Code Monkey home page Code Monkey logo

pointbev's Introduction

Official PyTorch Implementation of PointBeV: A Sparse Approach to BeV Predictions

PointBeV: A Sparse Approach to BeV Predictions
Loick Chambon, Eloi Zablocki, Mickael Chen, Florent Bartoccioni, Patrick Perez, Matthieu Cord.
Valeo AI, Sorbonne University

PointBeV reaches state-of-the-art on several segmentation tasks (vehicle without filtering above) while allowing a trade-off between performance and memory consumption. PointBeV reaches state-of-the-art on several segmentation tasks (vehicle with filtering above). It can also be used using different pattern strategies, for instance a LiDAR pattern.
alt text
Illustration of different sampling patterns, respectively: a full, a regular, a drivable hdmap, a lane hdmap, a front camera and a LiDAR pattern. PointBeV is flexible to any pattern.

Abstract

We propose PointBeV, a novel sparse BeV segmentation model operating on sparse BeV features instead of dense grids. This approach offers precise control over memory usage, enabling the use of long temporal contexts and accommodating memory-constrained platforms. PointBeV employs an efficient two-pass strategy for training, enabling focused computation on regions of interest. At inference time, it can be used with various memory/performance trade-offs and flexibly adjusts to new specific use cases. PointBeV achieves state-of-the-art results on the nuScenes dataset for vehicle, pedestrian, and lane segmentation, showcasing superior performance in static and temporal settings despite being trained solely with sparse signals.

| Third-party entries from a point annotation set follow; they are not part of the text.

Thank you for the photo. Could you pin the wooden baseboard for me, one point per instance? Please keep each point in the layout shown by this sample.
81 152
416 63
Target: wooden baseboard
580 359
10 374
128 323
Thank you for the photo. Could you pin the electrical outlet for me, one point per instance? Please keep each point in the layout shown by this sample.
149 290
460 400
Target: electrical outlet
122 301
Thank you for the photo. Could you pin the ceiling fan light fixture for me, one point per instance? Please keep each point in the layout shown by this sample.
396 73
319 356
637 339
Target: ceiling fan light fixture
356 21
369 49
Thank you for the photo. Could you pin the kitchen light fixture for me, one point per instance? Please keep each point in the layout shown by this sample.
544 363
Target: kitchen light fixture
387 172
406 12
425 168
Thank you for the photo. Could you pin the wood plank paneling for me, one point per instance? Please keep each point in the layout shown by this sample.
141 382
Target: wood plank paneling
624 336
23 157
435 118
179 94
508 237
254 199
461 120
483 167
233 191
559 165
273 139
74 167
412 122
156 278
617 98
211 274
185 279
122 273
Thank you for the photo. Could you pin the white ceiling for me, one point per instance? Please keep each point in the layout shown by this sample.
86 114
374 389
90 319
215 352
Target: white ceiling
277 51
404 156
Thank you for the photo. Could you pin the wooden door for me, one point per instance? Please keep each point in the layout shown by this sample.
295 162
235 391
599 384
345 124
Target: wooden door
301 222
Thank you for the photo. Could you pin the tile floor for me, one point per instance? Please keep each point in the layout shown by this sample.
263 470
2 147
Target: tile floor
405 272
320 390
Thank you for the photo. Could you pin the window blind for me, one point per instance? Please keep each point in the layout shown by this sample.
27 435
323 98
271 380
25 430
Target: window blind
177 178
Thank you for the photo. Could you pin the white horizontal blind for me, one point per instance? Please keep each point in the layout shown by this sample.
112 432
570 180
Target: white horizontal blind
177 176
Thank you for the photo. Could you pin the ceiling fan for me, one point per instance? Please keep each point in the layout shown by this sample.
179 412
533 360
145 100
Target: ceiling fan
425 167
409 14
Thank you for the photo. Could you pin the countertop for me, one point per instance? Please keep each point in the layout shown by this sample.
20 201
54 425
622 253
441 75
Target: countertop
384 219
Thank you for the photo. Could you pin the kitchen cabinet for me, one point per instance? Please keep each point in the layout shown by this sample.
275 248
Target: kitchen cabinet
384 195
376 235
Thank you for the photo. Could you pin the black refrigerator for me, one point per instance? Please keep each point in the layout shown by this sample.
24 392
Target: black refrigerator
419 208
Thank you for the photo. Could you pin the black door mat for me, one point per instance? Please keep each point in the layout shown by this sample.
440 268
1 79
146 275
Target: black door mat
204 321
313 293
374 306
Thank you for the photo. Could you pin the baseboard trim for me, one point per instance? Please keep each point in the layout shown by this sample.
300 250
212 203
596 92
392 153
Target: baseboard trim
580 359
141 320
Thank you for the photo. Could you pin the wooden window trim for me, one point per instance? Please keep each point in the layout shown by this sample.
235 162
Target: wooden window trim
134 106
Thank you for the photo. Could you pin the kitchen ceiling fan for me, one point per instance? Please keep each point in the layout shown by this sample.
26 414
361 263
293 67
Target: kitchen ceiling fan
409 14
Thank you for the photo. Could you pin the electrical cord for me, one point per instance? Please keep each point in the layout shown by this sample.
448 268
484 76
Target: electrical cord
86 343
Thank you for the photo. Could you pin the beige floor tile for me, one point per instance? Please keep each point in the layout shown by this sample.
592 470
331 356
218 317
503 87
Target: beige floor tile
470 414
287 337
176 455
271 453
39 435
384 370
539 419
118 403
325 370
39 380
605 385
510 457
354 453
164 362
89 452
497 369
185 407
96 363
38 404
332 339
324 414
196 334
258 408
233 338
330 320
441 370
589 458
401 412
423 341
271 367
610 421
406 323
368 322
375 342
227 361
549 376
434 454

PointBeV architecture is an architecture dealing with sparse representations. It uses an efficient Sparse Feature Pulling module to propagate features from images to BeV and a Sparse Attention module for temporal aggregation.

✏️ Bibtex

If this work is helpful for your research, please consider citing the following BibTeX entry and putting a star on this repository.

@inproceedings{chambon2024pointbev,
      title={PointBeV: A Sparse Approach to BeV Predictions}, 
      author={Loick Chambon and Eloi Zablocki and Mickael Chen and Florent Bartoccioni and Patrick Perez and Matthieu Cord},
      year={2024},
      booktitle={CVPR}
}

Updates:

  • 【28/02/2024】 Code released.
  • 【27/02/2024】 PointBeV has been accepted to CVPR 2024.

🚀 Main results

🔥 Vehicle segmentation

PointBeV is originally designed for vehicle segmentation. It can be used with different sampling patterns and different memory/performance trade-offs. It can also be used with temporal context to improve the segmentation.

Vehicle segmentation of various static models at 448x800 image resolution with visibility filtering. More details can be found in our paper.
Models PointBeV (ours) BAEFormer SimpleBeV BEVFormer CVT
IoU 47.6 41.0 46.6 45.5 37.7
Below we illustrate the model output. On the ground truth, we distinguish vehicle with low visibility (vis < 40%) in light blue from those with higher visibility (vis > 40%) in dark blue. We can see that PointBeV is able to segment vehicles with low visibility, which is a challenging task for other models. They often correspond to occluded vehicles.

We also illustrate the results of a temporal model on random samples taken from the NuScenes validation set. The model used for the visualisation is trained without filtering, at resolution 448x800.

✨ Sparse inference

PointBeV can be used to perform inference with fewer points than other models. We illustrate this below with a vehicle segmentation model. We can see that PointBeV is able to perform inference with 1/10 of the points used by other models while maintaining a similar performance. This is possible thanks to the sparse approach of PointBeV. In green is represented the sampling mask. Predictions are only performed on the sampled points.

🔥 Pedestrian and lane segmentation

PointBeV can also be used for different segmentation tasks such as pedestrians or hdmap segmentation.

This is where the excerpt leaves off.